Open-source cryptography company Zama has officially launched its native ZAMA token, marking a significant milestone for privacy on the Ethereum blockchain. The launch follows a highly successful public on-chain auction that encrypted over $121 million in value, demonstrating the first production-scale implementation of Fully Homomorphic Encryption (FHE) on the Ethereum mainnet.
The Dutch-style sealed-bid auction, which ran from January 21 to January 25, attracted more than 11,000 participants. Demand far exceeded supply, with interest reaching 218% above the available token allocation. Participants converted USDT into an encrypted form to submit their bids, ensuring their financial strategies and amounts remained confidential while the auction's rules stayed publicly verifiable on-chain. By the final day, the auction contract became the most active application on Ethereum by transaction volume.
Concurrently with the token launch, Zama introduced a novel metric called Total Value Shielded (TVS). This metric is designed to measure the economic value processed confidentially on-chain, positioning itself as a privacy-focused counterpart to the widely used Total Value Locked (TVL) in DeFi.
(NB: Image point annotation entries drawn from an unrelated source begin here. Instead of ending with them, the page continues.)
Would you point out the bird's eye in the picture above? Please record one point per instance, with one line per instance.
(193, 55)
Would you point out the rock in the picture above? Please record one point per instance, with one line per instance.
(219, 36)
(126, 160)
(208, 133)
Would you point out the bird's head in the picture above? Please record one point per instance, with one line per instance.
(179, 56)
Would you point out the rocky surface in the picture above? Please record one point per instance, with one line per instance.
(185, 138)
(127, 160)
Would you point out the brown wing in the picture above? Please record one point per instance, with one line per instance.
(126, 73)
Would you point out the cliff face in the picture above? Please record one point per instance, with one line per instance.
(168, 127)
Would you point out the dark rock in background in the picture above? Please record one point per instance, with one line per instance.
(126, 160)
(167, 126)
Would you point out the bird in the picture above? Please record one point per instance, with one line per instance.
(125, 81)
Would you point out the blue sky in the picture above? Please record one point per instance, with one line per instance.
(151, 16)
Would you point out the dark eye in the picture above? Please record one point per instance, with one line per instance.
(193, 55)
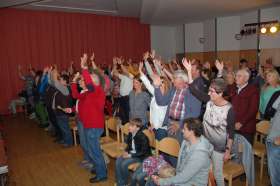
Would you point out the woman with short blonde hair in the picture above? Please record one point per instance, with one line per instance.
(272, 84)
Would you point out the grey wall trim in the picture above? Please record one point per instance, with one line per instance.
(216, 38)
(258, 40)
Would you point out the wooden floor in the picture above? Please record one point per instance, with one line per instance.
(35, 160)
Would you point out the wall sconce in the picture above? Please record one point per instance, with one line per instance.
(238, 36)
(201, 40)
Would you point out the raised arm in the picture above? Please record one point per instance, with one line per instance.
(86, 74)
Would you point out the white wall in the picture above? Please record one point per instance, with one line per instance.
(248, 42)
(167, 41)
(270, 41)
(227, 27)
(209, 35)
(193, 32)
(163, 41)
(179, 36)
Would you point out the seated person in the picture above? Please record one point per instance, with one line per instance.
(194, 158)
(137, 150)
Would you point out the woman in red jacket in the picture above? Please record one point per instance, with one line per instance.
(91, 115)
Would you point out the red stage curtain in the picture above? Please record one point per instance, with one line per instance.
(40, 38)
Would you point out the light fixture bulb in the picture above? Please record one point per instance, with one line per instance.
(273, 29)
(263, 30)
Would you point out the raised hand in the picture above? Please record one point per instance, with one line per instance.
(145, 56)
(156, 80)
(153, 54)
(187, 64)
(46, 69)
(219, 65)
(141, 67)
(92, 56)
(84, 61)
(76, 76)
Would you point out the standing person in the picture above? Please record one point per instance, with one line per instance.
(80, 103)
(29, 83)
(91, 114)
(157, 112)
(272, 85)
(139, 102)
(62, 99)
(194, 158)
(218, 122)
(273, 146)
(245, 102)
(137, 150)
(126, 85)
(181, 104)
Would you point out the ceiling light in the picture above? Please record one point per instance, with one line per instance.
(273, 29)
(263, 30)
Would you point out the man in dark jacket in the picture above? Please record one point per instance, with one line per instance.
(245, 101)
(137, 150)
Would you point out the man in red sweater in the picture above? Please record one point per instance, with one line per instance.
(91, 114)
(245, 101)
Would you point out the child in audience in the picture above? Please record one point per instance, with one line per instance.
(137, 150)
(194, 158)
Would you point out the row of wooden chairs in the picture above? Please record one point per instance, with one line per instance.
(115, 148)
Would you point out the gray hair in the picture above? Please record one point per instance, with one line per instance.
(181, 75)
(246, 72)
(219, 85)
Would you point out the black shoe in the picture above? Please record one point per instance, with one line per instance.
(95, 179)
(93, 171)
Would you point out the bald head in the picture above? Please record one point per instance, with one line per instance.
(242, 76)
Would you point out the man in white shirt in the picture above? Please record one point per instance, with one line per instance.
(126, 86)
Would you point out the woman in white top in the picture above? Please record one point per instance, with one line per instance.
(157, 113)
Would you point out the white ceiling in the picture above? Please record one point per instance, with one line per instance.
(160, 12)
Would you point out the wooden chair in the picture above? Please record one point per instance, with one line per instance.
(111, 124)
(262, 128)
(211, 178)
(74, 128)
(259, 148)
(260, 151)
(152, 142)
(232, 170)
(168, 146)
(116, 149)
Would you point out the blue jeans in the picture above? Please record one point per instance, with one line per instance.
(121, 169)
(160, 134)
(94, 151)
(273, 158)
(63, 124)
(82, 137)
(150, 182)
(138, 177)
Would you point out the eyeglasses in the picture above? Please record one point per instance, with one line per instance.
(211, 91)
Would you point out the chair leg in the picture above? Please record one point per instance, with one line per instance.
(262, 162)
(75, 137)
(230, 181)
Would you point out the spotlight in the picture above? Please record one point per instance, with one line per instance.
(273, 29)
(263, 30)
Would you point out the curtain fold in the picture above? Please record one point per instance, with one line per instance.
(43, 38)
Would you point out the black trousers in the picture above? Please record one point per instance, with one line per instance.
(124, 109)
(249, 137)
(52, 119)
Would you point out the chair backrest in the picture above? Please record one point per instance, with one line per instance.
(111, 124)
(263, 127)
(151, 137)
(169, 146)
(211, 178)
(124, 131)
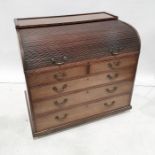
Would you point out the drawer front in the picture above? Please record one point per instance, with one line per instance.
(117, 63)
(62, 87)
(82, 96)
(55, 76)
(55, 119)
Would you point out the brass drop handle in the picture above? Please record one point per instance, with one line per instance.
(62, 117)
(109, 104)
(59, 76)
(111, 90)
(111, 77)
(60, 104)
(60, 90)
(61, 61)
(114, 64)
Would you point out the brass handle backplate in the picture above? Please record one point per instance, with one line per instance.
(59, 76)
(113, 65)
(112, 77)
(109, 104)
(61, 117)
(111, 90)
(60, 104)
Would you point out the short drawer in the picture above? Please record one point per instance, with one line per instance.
(52, 120)
(52, 105)
(35, 79)
(42, 92)
(116, 63)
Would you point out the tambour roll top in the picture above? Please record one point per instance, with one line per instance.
(58, 40)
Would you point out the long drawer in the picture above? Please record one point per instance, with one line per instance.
(52, 105)
(45, 122)
(58, 75)
(42, 92)
(113, 64)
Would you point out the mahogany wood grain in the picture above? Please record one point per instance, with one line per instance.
(67, 101)
(56, 76)
(114, 64)
(77, 68)
(56, 119)
(42, 92)
(62, 20)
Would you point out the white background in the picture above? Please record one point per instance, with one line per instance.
(131, 133)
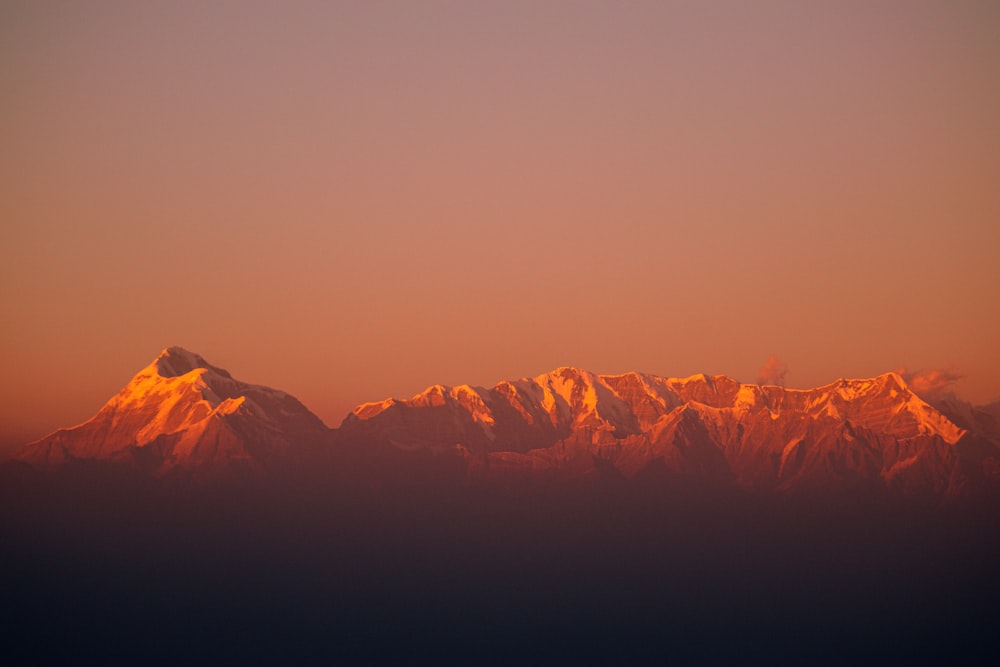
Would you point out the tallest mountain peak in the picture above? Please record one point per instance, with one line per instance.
(175, 361)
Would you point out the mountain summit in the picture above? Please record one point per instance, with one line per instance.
(180, 412)
(570, 423)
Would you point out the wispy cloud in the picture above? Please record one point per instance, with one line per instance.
(773, 371)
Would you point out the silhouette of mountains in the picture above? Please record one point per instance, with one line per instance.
(181, 414)
(565, 518)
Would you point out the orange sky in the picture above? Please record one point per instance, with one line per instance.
(355, 200)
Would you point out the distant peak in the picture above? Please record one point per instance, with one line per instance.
(175, 361)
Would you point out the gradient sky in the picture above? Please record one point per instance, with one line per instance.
(352, 200)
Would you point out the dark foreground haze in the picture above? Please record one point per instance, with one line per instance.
(314, 565)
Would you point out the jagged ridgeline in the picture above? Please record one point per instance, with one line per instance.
(183, 415)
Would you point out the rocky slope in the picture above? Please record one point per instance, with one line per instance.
(182, 413)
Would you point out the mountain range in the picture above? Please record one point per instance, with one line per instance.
(183, 415)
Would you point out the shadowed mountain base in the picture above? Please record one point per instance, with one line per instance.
(306, 571)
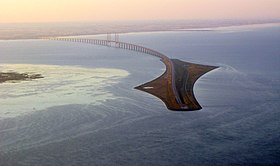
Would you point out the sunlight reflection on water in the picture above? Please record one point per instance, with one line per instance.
(61, 85)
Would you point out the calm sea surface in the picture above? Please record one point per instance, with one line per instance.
(86, 112)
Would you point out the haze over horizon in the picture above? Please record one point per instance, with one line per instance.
(14, 11)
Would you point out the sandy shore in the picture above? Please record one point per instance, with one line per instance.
(14, 77)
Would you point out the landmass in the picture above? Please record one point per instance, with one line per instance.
(14, 77)
(175, 86)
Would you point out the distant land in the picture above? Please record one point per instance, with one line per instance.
(40, 30)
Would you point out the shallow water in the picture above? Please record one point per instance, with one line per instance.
(238, 124)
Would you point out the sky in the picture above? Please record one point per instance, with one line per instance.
(12, 11)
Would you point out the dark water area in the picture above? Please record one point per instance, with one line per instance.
(238, 125)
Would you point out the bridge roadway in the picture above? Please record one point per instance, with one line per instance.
(164, 87)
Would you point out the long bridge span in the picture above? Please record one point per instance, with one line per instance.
(176, 92)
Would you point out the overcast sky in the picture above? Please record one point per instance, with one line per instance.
(107, 10)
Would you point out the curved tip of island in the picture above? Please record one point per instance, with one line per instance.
(175, 86)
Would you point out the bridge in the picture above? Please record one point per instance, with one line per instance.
(177, 95)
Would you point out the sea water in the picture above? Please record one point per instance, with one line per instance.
(73, 117)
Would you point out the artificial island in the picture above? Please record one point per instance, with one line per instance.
(14, 77)
(174, 87)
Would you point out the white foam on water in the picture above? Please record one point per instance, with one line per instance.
(61, 85)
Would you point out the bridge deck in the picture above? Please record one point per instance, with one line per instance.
(174, 87)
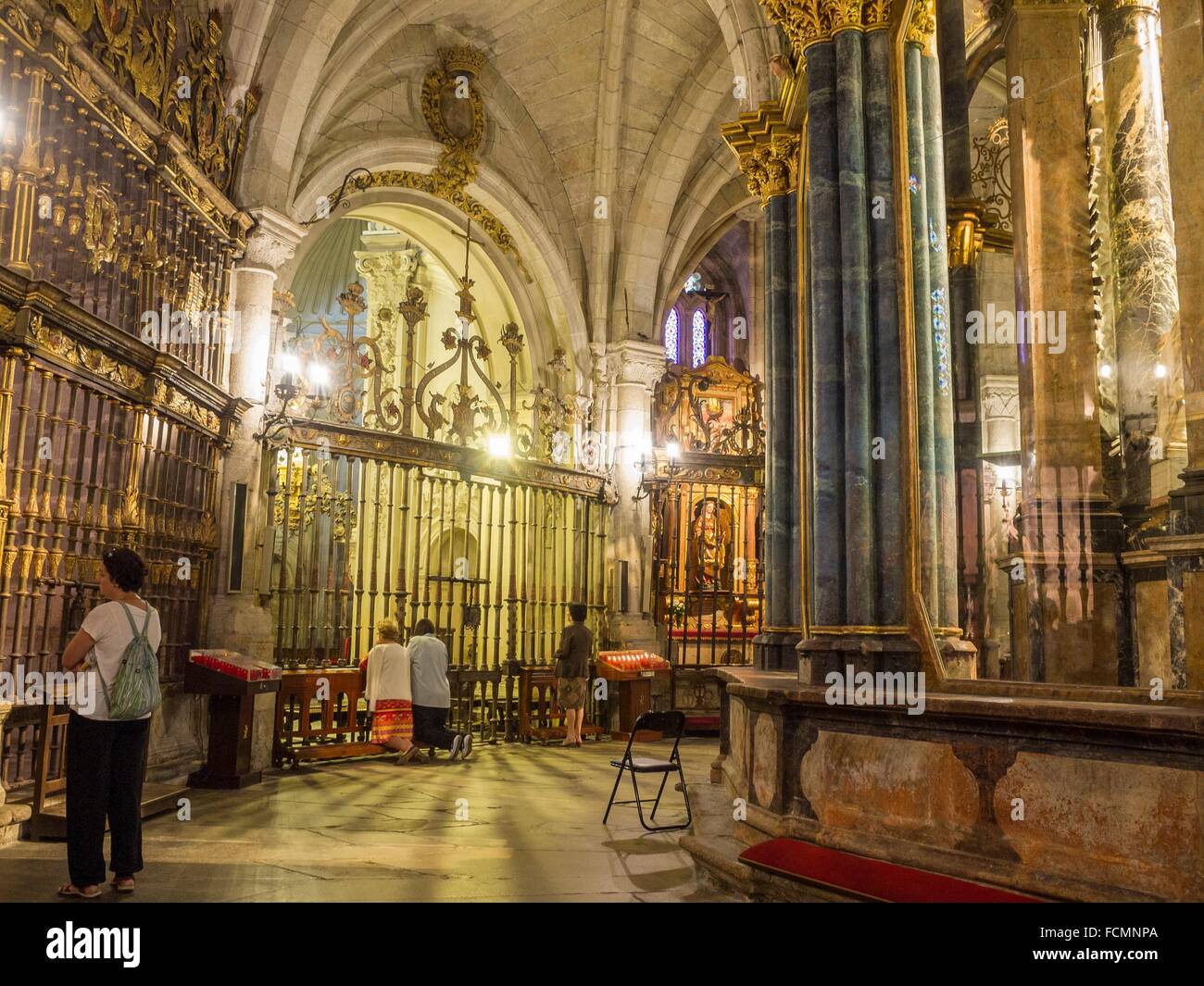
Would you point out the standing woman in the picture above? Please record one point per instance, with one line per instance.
(107, 755)
(389, 694)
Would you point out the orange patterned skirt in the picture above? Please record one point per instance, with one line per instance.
(393, 718)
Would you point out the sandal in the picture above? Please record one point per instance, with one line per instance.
(71, 890)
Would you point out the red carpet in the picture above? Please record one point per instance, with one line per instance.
(872, 878)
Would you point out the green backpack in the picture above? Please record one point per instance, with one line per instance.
(136, 684)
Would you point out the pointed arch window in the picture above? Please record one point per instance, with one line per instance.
(672, 336)
(698, 339)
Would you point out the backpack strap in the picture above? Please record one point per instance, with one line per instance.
(145, 622)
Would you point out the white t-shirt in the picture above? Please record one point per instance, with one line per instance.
(108, 626)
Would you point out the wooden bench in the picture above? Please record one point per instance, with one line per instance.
(49, 808)
(308, 728)
(871, 879)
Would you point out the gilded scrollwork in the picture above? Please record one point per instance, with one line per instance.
(58, 343)
(213, 127)
(172, 400)
(448, 94)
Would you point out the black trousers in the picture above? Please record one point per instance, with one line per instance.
(107, 762)
(429, 729)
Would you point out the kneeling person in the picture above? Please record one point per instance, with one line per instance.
(433, 694)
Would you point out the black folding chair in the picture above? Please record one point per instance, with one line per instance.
(669, 724)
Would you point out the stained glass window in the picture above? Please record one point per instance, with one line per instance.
(698, 339)
(671, 336)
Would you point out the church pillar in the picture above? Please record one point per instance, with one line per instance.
(1143, 255)
(633, 368)
(1183, 83)
(861, 521)
(237, 619)
(769, 153)
(964, 225)
(1071, 620)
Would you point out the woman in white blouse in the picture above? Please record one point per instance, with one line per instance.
(107, 758)
(386, 669)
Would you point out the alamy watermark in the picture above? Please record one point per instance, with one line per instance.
(32, 688)
(168, 327)
(1002, 325)
(882, 688)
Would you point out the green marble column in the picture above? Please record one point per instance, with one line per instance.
(1143, 248)
(930, 265)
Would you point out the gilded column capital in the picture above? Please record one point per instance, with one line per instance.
(272, 243)
(922, 29)
(1108, 7)
(767, 151)
(810, 22)
(1002, 8)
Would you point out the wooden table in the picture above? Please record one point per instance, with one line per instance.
(538, 716)
(232, 721)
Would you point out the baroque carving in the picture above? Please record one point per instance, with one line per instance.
(810, 22)
(58, 343)
(456, 115)
(172, 400)
(135, 40)
(100, 227)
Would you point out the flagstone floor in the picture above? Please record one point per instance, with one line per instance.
(513, 822)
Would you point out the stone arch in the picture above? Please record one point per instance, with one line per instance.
(666, 168)
(548, 301)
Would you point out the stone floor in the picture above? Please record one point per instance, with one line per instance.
(369, 830)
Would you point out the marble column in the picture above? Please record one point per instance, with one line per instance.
(1183, 82)
(11, 815)
(633, 368)
(1143, 253)
(237, 620)
(769, 153)
(934, 383)
(1071, 619)
(964, 225)
(1183, 77)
The $121 million TVS figure from the auction represents the initial benchmark for this new standard.
The ZAMA token is now live and has begun a staged rollout for trading on major centralized exchanges, including Coinbase and Binance. The token sale established a fully diluted valuation floor of $55 million, and all tokens were immediately available for claim and use by holders.
Zama's CEO, Rand Hindi, framed the launch as a foundational step toward the company's broader "HTTPZ" vision, which aims to make encrypted computation a default standard for blockchain applications—akin to how HTTPS secured web traffic. The company positions itself as providing core privacy infrastructure that other development teams can integrate across various blockchains.